Что касается матери с отцом, то они и не подозревали о моих сексуальных приключениях, впрочем, как и обо всем остальном, что со мной происходило. Я не знаю, почему я ожидала от них большего. Если у тебя никогда не было любви, как ты узнаешь, что тебе ее не хватает? Возможно, часть «моей истинной личности» уже родилась с ожиданием внимания отца и матери и с желанием быть более важной, чем насекомые в смоле или фетиши в форме человечков. Если бы я действительно стала для них более важной, я бы поверила, что меня любят.
Я хотела, чтобы мать и отец узнали о моих шалостях и посмотрели на меня с неприкрытым отвращением — пусть это станет им наказанием. Тогда бы я смогла в ярости крикнуть им, какими они были эгоистами и как они сами мне отвратительны. Я припомню им все и скажу отцу, что испытала множество «извержений вулканов», точно таких же, как и те, что описывались в адресованных ему письмах.
@@
Однажды вечером мой китайский император пришел на ужин. В этот день родители пригласили еще восемь человек, которые часто посещали наш дом: доктора и миссис Бикинс — астронома с женой, оперную певицу мисс Хаффард и ее любовника Чарльза Хатчетта, моего учителя музыки мистера Мобера и его сестру — старую деву мисс Мобер, уважаемую суфражистку миссис Кросвелл и получившую широкое признание художницу-пейзажистку мисс Понд, чья репутация включала в себя незаконнорожденного ребенка, от которого ей пришлось отказаться. Мой отец, судя по описанному в деталях сексу, часто навещал ее.
Мы собрались в салоне, чтобы пить херес. Отец представил нашего китайского гостя:
— Мистер Лу Шин. Первое имя, Лу, на самом деле его фамилия, а Шин — имя.
— Американцы часто путают их порядок, — сказал Лу Шин с веселой улыбкой. — Но в Китае так принято. Прежде всего семья — и в имени, и в обязательствах. Меня называют двумя именами: Лу Шин, не разделяя их, — сын неотделим от семьи.

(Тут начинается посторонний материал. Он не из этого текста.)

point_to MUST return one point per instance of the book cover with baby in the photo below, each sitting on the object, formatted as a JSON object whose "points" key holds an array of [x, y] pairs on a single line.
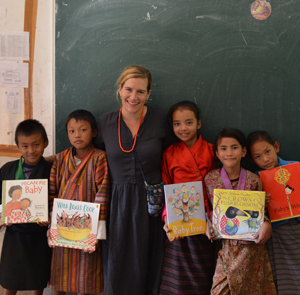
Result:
{"points": [[74, 224], [24, 201], [237, 214], [185, 208], [284, 186]]}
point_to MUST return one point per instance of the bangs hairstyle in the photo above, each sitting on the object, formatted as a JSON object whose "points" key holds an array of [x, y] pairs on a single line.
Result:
{"points": [[29, 127], [134, 72], [258, 135], [184, 105], [229, 133], [82, 115]]}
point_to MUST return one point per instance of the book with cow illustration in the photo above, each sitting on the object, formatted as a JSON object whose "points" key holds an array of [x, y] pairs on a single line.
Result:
{"points": [[237, 214], [283, 185], [24, 201], [185, 208], [74, 224]]}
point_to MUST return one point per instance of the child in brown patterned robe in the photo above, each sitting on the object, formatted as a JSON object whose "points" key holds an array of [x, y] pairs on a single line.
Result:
{"points": [[243, 267]]}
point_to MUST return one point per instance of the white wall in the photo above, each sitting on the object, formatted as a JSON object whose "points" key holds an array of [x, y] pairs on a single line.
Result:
{"points": [[43, 72]]}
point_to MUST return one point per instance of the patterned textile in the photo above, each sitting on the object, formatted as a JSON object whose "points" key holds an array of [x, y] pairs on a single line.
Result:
{"points": [[241, 268], [188, 263], [284, 252], [224, 222], [74, 270]]}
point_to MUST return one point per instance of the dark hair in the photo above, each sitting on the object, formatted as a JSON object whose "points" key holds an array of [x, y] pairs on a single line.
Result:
{"points": [[231, 133], [13, 188], [29, 127], [184, 105], [82, 115], [258, 135]]}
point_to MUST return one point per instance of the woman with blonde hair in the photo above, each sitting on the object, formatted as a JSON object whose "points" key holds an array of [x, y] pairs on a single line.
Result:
{"points": [[135, 242]]}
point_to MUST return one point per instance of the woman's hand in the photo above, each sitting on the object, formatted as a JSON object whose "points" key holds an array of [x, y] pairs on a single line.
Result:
{"points": [[209, 229], [90, 250], [264, 233], [43, 223], [48, 236], [168, 230], [267, 198]]}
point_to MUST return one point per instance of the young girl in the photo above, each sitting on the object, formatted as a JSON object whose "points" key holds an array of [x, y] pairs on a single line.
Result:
{"points": [[243, 267], [188, 263], [284, 245]]}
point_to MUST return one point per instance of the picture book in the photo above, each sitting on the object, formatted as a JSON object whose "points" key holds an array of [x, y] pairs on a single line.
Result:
{"points": [[185, 208], [24, 201], [284, 186], [74, 224], [237, 214]]}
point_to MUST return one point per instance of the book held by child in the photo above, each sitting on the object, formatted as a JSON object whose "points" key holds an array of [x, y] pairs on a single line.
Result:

«Лу, — подумала я. — Как Луция и Лулу». Когда пришла моя очередь представиться ему, отец назвал меня Лулу, но я его поправила:
— Луция.
— Ах, сегодня она Луция, — сказал отец и подмигнул. Меня бросило в жар.
— Мистер Лу Шин, — обратился к нему астроном. — Ваш английский лучше, чем мой. Как такое возможно?
— У меня с пяти лет были учителя-британцы. Мой отец — министр иностранных дел, и он считал, что знание английского будет преимуществом.
А он богат, подумала я. Он из высшего общества, и у него замечательный голос.